Bisphenol-S (BPS) and Bisphenol-F (BPF) are current Bisphenol-A (BPA) substitutes. Here we used pancreatic β-cells from wild type (WT) and estrogen receptor β (ERβ) knockout (BERKO) mice to investigate the effects of BPS and BPF on insulin secretion, and the expression and activity of ion channels involved in β-cell function. BPS or BPF rapidly increased insulin release and diminished ATP-sensitive K⁺ (K_ATP) channel activity. Similarly, 48 h treatment with BPS or BPF enhanced insulin release and decreased the expression of several ion channel subunits in β-cells from WT mice, yet no effects were observed in cells from BERKO mice. PaPE-1, a ligand designed to preferentially trigger extranuclear-initiated ER pathways, mimicked the effects of bisphenols, suggesting the involvement of extranuclear-initiated ERβ pathways. Molecular dynamics simulations indicated differences in ERβ ligand-binding domain dimer stabilization and solvation free energy among different bisphenols and PaPE-1. Our data suggest a mode of action involving ERβ whose activation alters three key cellular events in β-cell, namely ion channel expression and activity, and insulin release. These results may help to improve the hazard identification of bisphenols.

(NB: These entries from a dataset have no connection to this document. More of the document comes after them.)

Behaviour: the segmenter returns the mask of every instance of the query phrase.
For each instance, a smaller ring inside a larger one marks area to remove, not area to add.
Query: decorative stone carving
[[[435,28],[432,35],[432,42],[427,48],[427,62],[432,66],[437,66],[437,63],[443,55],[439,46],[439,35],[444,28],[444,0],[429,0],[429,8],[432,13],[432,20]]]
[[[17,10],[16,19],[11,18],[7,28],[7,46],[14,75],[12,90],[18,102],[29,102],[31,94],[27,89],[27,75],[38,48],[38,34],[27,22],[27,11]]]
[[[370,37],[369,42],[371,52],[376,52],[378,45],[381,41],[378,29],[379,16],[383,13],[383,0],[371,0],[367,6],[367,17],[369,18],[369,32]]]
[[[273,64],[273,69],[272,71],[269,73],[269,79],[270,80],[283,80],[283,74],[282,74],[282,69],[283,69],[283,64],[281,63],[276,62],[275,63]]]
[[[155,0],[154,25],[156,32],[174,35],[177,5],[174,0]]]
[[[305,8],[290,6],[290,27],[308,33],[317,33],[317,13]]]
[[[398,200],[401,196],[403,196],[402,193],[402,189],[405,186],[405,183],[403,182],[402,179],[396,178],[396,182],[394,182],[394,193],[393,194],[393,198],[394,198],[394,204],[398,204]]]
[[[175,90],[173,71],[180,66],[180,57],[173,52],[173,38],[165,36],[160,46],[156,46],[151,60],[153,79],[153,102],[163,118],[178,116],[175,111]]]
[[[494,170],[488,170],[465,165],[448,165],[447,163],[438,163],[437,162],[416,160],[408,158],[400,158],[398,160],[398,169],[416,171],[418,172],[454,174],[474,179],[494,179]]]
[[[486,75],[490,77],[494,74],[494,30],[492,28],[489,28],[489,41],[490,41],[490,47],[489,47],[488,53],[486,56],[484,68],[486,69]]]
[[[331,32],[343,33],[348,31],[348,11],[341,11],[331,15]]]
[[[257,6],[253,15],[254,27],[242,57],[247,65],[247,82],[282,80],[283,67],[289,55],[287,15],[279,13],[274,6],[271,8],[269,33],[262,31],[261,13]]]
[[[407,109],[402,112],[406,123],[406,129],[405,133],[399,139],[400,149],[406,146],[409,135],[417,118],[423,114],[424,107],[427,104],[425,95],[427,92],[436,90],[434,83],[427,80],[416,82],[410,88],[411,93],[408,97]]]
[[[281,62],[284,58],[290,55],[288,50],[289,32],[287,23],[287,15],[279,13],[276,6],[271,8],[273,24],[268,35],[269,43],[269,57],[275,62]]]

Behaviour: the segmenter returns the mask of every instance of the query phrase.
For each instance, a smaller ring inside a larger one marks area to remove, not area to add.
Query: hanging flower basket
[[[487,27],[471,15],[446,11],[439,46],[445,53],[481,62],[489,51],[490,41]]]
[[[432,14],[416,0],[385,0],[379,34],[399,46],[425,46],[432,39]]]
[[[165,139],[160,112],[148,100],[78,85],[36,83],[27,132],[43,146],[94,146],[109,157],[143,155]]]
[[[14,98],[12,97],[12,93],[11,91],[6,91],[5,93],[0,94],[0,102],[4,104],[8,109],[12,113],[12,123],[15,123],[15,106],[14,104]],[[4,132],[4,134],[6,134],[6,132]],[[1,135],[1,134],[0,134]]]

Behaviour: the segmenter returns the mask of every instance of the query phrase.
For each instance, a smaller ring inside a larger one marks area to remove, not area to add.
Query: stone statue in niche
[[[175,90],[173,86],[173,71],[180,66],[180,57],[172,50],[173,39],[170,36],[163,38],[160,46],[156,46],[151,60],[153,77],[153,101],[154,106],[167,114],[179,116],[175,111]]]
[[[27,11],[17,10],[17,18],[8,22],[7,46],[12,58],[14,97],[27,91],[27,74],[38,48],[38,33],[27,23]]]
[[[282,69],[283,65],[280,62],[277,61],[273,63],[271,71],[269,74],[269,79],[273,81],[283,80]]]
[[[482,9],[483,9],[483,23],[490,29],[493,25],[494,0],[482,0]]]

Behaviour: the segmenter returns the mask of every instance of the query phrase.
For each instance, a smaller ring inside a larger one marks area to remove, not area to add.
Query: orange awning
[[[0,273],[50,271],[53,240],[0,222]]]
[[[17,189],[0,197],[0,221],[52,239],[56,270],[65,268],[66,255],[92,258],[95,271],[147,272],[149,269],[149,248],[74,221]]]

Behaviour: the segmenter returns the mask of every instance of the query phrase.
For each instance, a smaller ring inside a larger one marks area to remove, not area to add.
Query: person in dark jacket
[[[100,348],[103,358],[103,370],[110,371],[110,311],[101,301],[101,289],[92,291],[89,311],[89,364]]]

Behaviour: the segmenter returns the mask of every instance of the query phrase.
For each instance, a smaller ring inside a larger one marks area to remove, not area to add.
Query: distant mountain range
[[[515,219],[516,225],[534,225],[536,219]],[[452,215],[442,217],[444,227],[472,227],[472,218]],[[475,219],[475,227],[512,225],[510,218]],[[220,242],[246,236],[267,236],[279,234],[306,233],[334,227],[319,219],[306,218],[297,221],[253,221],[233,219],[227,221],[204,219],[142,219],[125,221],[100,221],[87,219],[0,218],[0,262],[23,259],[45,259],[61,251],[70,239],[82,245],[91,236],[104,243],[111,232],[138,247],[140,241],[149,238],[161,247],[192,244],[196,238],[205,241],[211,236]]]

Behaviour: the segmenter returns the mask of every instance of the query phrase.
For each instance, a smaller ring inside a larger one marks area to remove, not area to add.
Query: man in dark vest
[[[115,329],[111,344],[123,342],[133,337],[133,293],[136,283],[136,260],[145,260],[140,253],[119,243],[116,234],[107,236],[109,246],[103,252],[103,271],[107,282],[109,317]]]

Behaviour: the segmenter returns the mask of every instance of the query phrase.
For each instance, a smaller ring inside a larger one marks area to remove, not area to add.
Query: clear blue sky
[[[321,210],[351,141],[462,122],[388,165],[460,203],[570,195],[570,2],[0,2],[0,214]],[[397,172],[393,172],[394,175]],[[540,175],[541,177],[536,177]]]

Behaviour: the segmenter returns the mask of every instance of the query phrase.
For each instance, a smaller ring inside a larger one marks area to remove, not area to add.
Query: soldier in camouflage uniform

双酚-S (BPS) 和双酚-F (BPF) 是目前双酚-A (BPA) 的替代品。在这里，我们使用来自野生型（WT）和雌激素受体β（ERβ）敲除（BERKO）小鼠的胰腺β细胞来研究BPS和BPF对胰岛素分泌的影响，以及参与β细胞的离子通道的表达和活性。功能。BPS 或 BPF 迅速增加胰岛素释放并降低 ATP 敏感性 K ⁺ (K _ATP) 渠道活动。类似地，用 BPS 或 BPF 处理 48 小时可增强 WT 小鼠 β 细胞中的胰岛素释放并降低几个离子通道亚基的表达，但在 BERKO 小鼠的细胞中未观察到任何影响。PaPE-1 是一种旨在优先触发核外启动的 ER 通路的配体，它模拟了双酚的作用，表明参与了核外启动的 ERβ 通路。分子动力学模拟表明不同双酚和 PaPE-1 在 ERβ 配体结合域二聚体稳定性和溶剂化自由能方面存在差异。我们的数据表明了一种涉及 ERβ 的作用模式，其激活改变了 β 细胞中的三个关键细胞事件，即离子通道表达和活性，以及​​胰岛素释放。这些结果可能有助于改进双酚的危害识别。